XLII. Конечно, я предпочел бы иметь душу этого человека, чем все богатства тех, кто вершил над ним суд; хотя то самое, о чем он говорит, что никто, кроме богов, не знает, а именно, что предпочтительнее — жизнь или смерть, он знает сам, ибо ранее уже высказывал свое мнение на этот счет; но до самого конца он придерживался своего излюбленного правила — ничего не утверждать. Давайте и мы будем придерживаться этого правила: не считать злом ничего, что является общим установлением природы. И давайте убедим себя в том, что если смерть и есть зло, то это зло вечное, ибо смерть представляется концом несчастной жизни; но если смерть — это страдание, то у него не может быть конца.

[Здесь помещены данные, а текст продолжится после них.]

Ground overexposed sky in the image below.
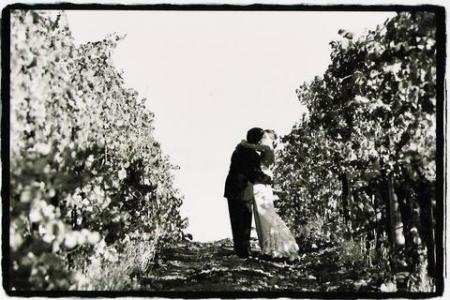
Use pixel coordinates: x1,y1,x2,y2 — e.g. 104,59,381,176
66,10,394,241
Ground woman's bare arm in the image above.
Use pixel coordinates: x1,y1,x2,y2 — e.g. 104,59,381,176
240,140,274,166
240,140,271,152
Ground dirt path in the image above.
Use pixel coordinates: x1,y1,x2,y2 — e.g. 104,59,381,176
139,238,380,292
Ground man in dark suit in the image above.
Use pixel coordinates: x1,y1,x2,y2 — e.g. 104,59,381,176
224,127,272,258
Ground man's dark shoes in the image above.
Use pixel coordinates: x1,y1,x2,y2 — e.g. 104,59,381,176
258,253,273,261
236,252,249,259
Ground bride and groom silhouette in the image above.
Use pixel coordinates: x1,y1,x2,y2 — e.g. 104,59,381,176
224,127,299,261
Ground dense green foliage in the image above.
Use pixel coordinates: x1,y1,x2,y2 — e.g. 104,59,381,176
10,10,186,290
275,12,437,291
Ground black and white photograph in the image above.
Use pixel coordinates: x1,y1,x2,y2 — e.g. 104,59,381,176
1,1,446,298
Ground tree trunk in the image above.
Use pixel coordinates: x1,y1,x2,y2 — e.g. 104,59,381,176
340,172,352,234
372,187,382,252
418,180,436,280
396,179,417,271
381,176,405,274
68,206,80,269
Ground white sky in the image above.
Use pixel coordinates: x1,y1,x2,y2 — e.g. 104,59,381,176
65,10,394,241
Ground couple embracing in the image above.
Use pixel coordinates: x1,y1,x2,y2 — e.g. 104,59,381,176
224,127,299,261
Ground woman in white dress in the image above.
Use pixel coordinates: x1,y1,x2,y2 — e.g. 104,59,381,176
241,130,299,261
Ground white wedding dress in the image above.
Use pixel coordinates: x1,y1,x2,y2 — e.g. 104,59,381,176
253,151,299,260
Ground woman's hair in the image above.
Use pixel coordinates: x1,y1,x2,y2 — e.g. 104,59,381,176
264,129,277,140
246,127,265,144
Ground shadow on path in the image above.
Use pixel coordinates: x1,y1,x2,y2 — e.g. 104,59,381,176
139,238,380,292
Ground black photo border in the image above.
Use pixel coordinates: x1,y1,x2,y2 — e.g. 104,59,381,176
1,2,446,299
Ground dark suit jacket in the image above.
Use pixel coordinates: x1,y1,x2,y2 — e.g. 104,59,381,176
224,144,272,200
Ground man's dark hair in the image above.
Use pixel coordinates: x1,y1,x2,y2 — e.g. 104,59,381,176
246,127,265,144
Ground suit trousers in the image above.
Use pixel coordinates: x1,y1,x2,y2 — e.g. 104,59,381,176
226,197,253,257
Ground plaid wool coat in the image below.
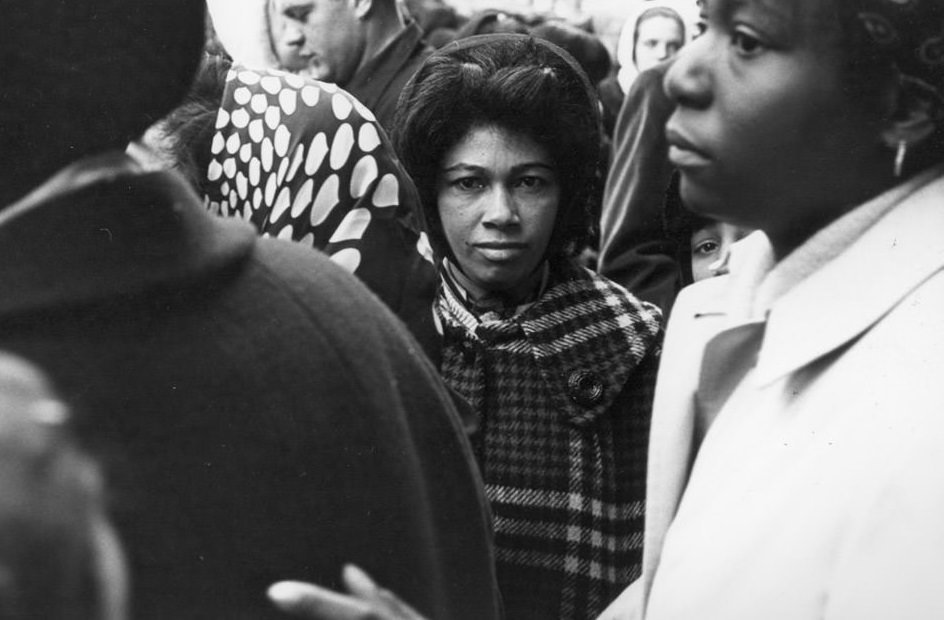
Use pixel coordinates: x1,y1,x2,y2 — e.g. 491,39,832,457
437,258,663,620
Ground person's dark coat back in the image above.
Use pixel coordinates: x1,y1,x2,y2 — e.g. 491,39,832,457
0,2,500,617
0,163,500,619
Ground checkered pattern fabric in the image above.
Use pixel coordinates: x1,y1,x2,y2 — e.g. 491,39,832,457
437,258,663,620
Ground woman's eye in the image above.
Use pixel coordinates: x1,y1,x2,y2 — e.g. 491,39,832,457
731,30,765,55
693,240,720,256
516,176,546,190
284,7,312,21
453,178,484,191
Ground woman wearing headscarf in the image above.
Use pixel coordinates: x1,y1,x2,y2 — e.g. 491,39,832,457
393,35,663,620
598,0,698,131
192,57,439,347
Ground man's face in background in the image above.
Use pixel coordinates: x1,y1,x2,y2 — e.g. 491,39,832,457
268,0,367,85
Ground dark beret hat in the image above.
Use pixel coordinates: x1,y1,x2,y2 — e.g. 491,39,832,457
0,0,205,162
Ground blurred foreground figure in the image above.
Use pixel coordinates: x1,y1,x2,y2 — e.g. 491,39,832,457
0,354,126,620
0,2,499,619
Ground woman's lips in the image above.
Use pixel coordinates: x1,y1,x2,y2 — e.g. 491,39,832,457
666,127,712,168
474,242,528,262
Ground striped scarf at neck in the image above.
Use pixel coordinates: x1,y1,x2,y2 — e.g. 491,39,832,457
440,258,550,321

Но зачем я упоминаю Сократа или Ферамена, людей, прославленных добродетелью и мудростью? Ведь некий лакедемонянин, чье имя даже не известно, питал к смерти такое презрение, что, когда эфоры вели его на казнь, он сохранял бодрое и приятное выражение лица; и когда один из его врагов спросил его, презирает ли он законы Ликурга, он ответил: «Напротив, я весьма обязан ему, ибо он наложил на меня штраф, который я могу уплатить, не прибегая к займам и не беря денег в рост». Вот человек, достойный Спарты! И я почти убежден в его невиновности из-за величия его души. Наш собственный город породил многих таких. Но зачем мне называть полководцев и других высокопоставленных мужей, когда Катон мог написать, что легионы с готовностью маршировали туда, откуда они никогда не надеялись вернуться? С не меньшим величием духа пали лакедемоняне при Фермопилах, о которых Симонид написал следующую эпитафию:
Go, stranger, tell the Spartans, here we lie,
Who to support their laws durst boldly die.73
Что сказал им их полководец Леонид? «Идите вперед с мужеством, мои лакедемоняне; сегодня вечером, возможно, мы будем ужинать в подземном царстве». Это был храбрый народ, пока действовали законы Ликурга. Один из них, когда перс сказал ему в разговоре: «Мы скроем от вас солнце количеством наших стрел и дротиков», ответил: «Что ж, тогда мы будем сражаться в тени». Говорю ли я об их мужчинах? Как велика была та лакедемонянка, которая отправила сына в битву, а когда услышала, что он убит, сказала: «Я родила его для того, чтобы у вас был человек, который осмелится умереть за свою страну». Впрочем, общеизвестно, что спартанцы были смелы и выносливы, ибо дисциплина республики имеет огромное влияние.